Die OPEC-Staaten fördern teilweise an Ihrer Kapazitätsgrenze. Während Saudi-Arabien die Fördermenge noch erhöhen kann (weitere 2 Mio. B/T sind noch möglich), schafft Indonesien die Soll-Vorgaben nicht mehr. Auch Russland, Mexiko und Kuwait haben ihre Probleme. Die Kapazitätsreserven der OPEC sind von 6 Mrd. Barrel im Jahr 1990 auf unter 1,5 Mrd. zusammengeschmolzen. Auch Nicht-OPEC-Staaten, wie beispielsweise Norwegen, fördern mit 3,3 Mio. B/T bereits an der Kapazitätsgrenze. Die Nachfrage nach Öl wird nicht zurückgehen, da die weltweite Konjunktur immer mehr an Fahrt gewinnt und der Faktor Asien immer wichtiger werden wird. Wenn die OPEC die Quoten maßgeblich erhöhen will, werden die Ölpreise nicht nur aufgrund der Knappheit, sondern auch aufgrund der stark steigenden Explorationskosten steigen müssen. Die Förderung aus neuen, technisch schwerer zugänglichen Lagerstätten, erhöht die Kosten. Im Irak hingegen sind die Kosten für die Offenlegung neuer Quellen im weltweiten Vergleich sehr niedrig.

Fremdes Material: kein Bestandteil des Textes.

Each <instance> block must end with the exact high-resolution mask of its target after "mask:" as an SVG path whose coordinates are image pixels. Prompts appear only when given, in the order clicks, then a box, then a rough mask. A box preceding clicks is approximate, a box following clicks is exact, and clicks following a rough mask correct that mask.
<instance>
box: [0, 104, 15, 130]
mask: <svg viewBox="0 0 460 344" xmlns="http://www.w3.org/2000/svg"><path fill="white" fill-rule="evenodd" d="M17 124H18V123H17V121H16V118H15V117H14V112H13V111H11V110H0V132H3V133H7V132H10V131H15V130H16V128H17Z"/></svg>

Im Irak gibt es aktuell 80 bekannte Ölfelder. Erst aus 17 dieser Felder wird Öl gefördert. Etwa 2600 Bohrtürme gibt es im Irak, wobei nur ca. 1600 tatsächlich Öl fördern. Um sich diese Zahl zu verdeutlichen - in Texas, USA, gibt es rund 1.000.000 Bohrtürme. Seit 1990 hat der Irak keine neuen Techniken und Verfahren zur Ölförderung kennen gelernt. Diese Zahlen verdeutlichen, welches Potenzial im Irak steckt und warum die internationalen Ölkonzerne Schlange stehen, um in diesem Land Fuß zu fassen.
Ohne Frage werden die Modernisierung der Förderung und die Exploration weiterer Quellen sehr hohe Kosten verursachen. Diese dürften jedoch immer noch niedriger sein als beispielsweise die Erforschung von Offshore Ölfeldern in der Nordsee. Vor allem sollte nicht vergessen werden, welche Kapazitäten hier brach liegen.
Der Ölpreis wird in den folgenden Jahren immer stärker von der Lage im Irak abhängig werden. Welchen Einfluss beispielsweise die Nachricht, dass im Irak neue Ölvorkommen aufgetan wurden mit Reserven von 30 Mrd. Barrel, die relativ kostengünstig gefördert werden könnten, auf den Ölpreis hätte, kann man sich vorstellen. Worauf es hierbei ankommt ist, dass fast nur aus dem Irak derartige Neuigkeiten zu erwarten sind. In den restlichen Golfstaaten sind die Ölquellen größtenteils erschlossen, die Exploration neuer signifikanter Ölfelder ist hier unwahrscheinlich.
Damit sich die westlichen Ölgesellschaften im Irak maßgeblich engagieren, ist in erster Linie die Sicherheit von Bedeutung. So lange westliche Geschäftsleute immer wieder die Zielscheibe für Anschläge sind, wird der Aufbau des Landes nur sehr schleppend voran gehen und das Potenzial im Ölbereich wird weiterhin ungenutzt bleiben.